Les « moments d’énervement »

La multiplication des candidats à la primaire confirme la perte d’autorité de Sarkozy. Ils sont déjà six prétendants déclarés : Alain Juppé, François Fillon, Xavier Bertrand, Hervé Mariton, Jean-Frédéric Poisson (Parti -chrétien-démocrate) et Nadine Morano. Deux sont attendus : Nicolas Sarkozy et Bruno Le Maire. Et deux hésitent : Nathalie Kosciusko-Morizet et Christian Estrosi. Même si le tandem Sarkozy-Juppé distance largement ses concurrents dans les intentions de vote, tous ont mis en route des groupes de travail, sillonnent la France, publient des livres et affinent leurs programmes. Mais il existe une différence notable entre Sarkozy, qui joue ostensiblement la carte des adhérents LR, et ses challengers, qui visent l’électorat plus large de la primaire ouverte et soupçonnent leur concurrent de vouloir la saboter. D’où la multiplication des « moments d’énervement » dont parle Karoutchi.

Sarkozy a jugé le nombre de bureaux de vote trop élevé pour les capacités d’organisation du parti. Tous les autres y ont vu une manœuvre pour réduire le poids des électeurs non encartés, censés leur être plus favorables

Premier « moment d’énervement » : le nombre des bureaux de vote. Sarkozy a jugé ce nombre trop élevé pour les capacités d’organisation du parti. Tous les autres y ont vu une manœuvre pour réduire le poids des électeurs non encartés, censés leur être plus favorables. Le président LR n’en a plus parlé. « Il reviendra peut-être à la charge en prétendant que le coût de la primaire est trop élevé pour que le parti puisse donner sa caution au prêt nécessaire », se méfie le lieutenant d’un de ses adversaires.

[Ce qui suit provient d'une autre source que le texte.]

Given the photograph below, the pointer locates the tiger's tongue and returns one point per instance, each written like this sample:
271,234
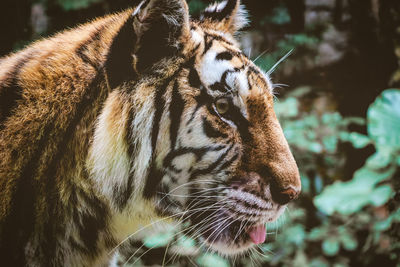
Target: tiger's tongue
257,234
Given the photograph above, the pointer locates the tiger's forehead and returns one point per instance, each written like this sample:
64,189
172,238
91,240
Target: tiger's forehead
223,68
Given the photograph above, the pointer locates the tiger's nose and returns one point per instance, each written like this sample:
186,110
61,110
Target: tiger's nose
283,195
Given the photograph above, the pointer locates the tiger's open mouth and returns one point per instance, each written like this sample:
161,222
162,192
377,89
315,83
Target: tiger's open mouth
236,223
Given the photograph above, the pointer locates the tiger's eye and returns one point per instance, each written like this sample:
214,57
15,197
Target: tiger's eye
222,105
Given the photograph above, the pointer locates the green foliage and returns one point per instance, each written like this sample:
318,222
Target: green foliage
349,218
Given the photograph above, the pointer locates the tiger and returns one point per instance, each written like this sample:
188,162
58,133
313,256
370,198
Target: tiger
137,117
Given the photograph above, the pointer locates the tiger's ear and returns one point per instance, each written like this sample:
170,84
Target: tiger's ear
162,27
227,16
156,29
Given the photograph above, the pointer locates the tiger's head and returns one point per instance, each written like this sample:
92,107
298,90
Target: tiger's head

Le deuxième ? Les questionnaires que le président fait remplir aux adhérents, sur l’immigration par exemple, histoire de mettre ses adversaires – et notamment le réformiste Alain Juppé, partisan d’une « identité heureuse » – en contradiction avec la base du parti, beaucoup plus dure.

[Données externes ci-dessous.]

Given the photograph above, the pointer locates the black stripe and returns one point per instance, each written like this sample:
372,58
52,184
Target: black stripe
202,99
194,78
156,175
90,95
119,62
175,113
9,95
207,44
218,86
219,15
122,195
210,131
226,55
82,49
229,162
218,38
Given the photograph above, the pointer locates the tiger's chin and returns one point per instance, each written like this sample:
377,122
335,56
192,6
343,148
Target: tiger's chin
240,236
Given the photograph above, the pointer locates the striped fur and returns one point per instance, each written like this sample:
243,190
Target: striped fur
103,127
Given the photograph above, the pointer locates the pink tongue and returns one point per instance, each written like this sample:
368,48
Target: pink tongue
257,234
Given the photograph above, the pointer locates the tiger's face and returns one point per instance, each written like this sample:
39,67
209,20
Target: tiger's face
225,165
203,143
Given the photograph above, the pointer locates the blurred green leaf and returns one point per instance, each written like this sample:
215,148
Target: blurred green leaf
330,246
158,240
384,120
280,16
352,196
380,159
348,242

Le troisième ? La volonté de Sarkozy de contraindre tous les candidats à la primaire à souscrire à un « projet d’alternance » qui les engage. Comme un seul homme, Juppé, Fillon et Le Maire ont dit qu’ils étaient d’accord pour un « socle » commun de valeurs, mais qu’il était hors de question de se lier les mains. Depuis, le projet a été mis en sourdine.

Il a ouvert un nouveau « front » en proposant que les investitures pour les législatives de 2017 soient accordées au cours de l’été 2016, c’est-à-dire avant la primaire

Mais Sarkozy n’est pas homme à renoncer au premier vent contraire. Il a donc ouvert un nouveau « front » en proposant que les investitures pour les législatives de 2017 soient accordées au cours de l’été 2016, c’est-à-dire avant la primaire. Hurlements de ses concurrents, qui le soupçonnent de vouloir faire pression sur les candidats à l’investiture : « Si vous voulez être autorisé à concourir, déclarez-vous en ma faveur pour la primaire. » Rien n’est tranché, mais les couteaux sont sortis.

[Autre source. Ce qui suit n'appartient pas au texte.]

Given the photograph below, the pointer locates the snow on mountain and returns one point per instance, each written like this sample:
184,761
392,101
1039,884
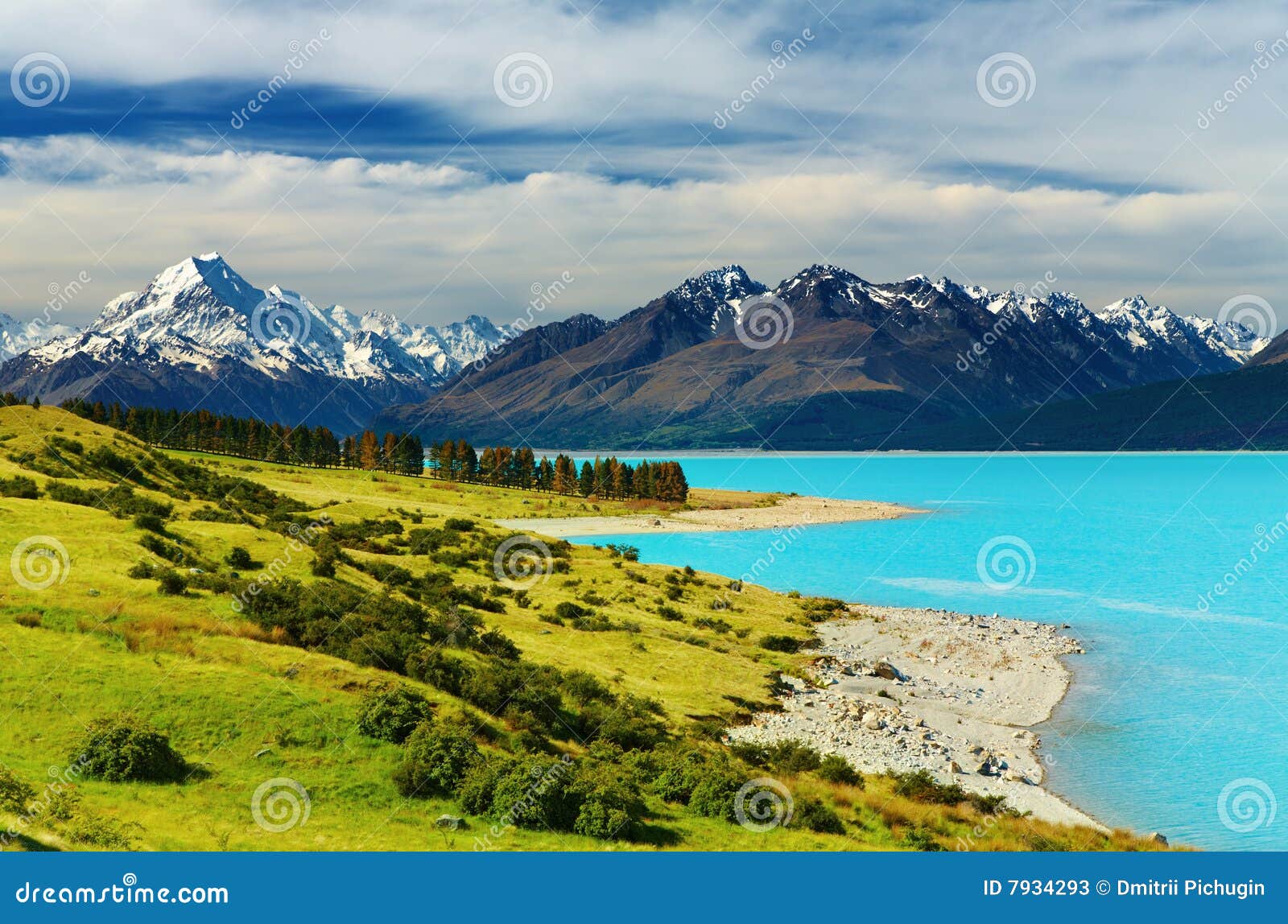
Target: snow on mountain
201,313
19,336
1150,327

Gageons qu’en janvier l’élection des présidents des fédérations LR donnera lieu à un nouveau bras de fer. Et que la méfiance au sein de la droite durera jusqu’à la primaire. « Mon Dieu, gardez-moi de mes amis. De mes ennemis, je me charge ! » Ce propos désabusé est attribué à Voltaire. Il reste plus que jamais d’actualité.

Primaires « ouvertes », oui, mais à qui ?

L ‘élection primaire de la droite et du centre (Les Républicains, UDI et MoDem) sera organisée les 20 et 27 novembre 2016 afin de désigner un candidat unique à l’élection présidentielle de 2017. Conçue sur le modèle américain, elle est dite « ouverte » à tous les Français, car elle ne sera pas réservée aux adhérents des partis qui l’organisent.

Conditions pour être candidat : être parrainé au moins par 20 parlementaires, 250 élus locaux et 2 500 adhérents de partis. Les candidatures seront validées par la haute autorité chargée de l’organisation du scrutin. Date d’ouverture de la campagne électorale : septembre 2016.

Conditions pour être électeur : être inscrit sur les listes électorales que le ministre de l’Intérieur a promis de fournir pour l’occasion, acquitter la somme de 2 euros et signer un manifeste proclamant les valeurs de la droite et du centre.

Où voter : 9 446 bureaux de vote, plus 500 dans les zones très rurales, seront ouverts dans des lieux publics (salles municipales, cantines scolaires, gymnases, etc.) aux heures habituelles d’ouverture lors des élections classiques. Pour mémoire : la première primaire « ouverte » organisée en France – elle avait désigné François Hollande comme candidat socialiste à la présidentielle de 2012 – l’avait été dans 9 595 lieux de vote et avait attiré 2,9 millions de votants. À droite, les plus optimistes escomptent que cette nouvelle consultation intéressera 3 millions d’électeurs.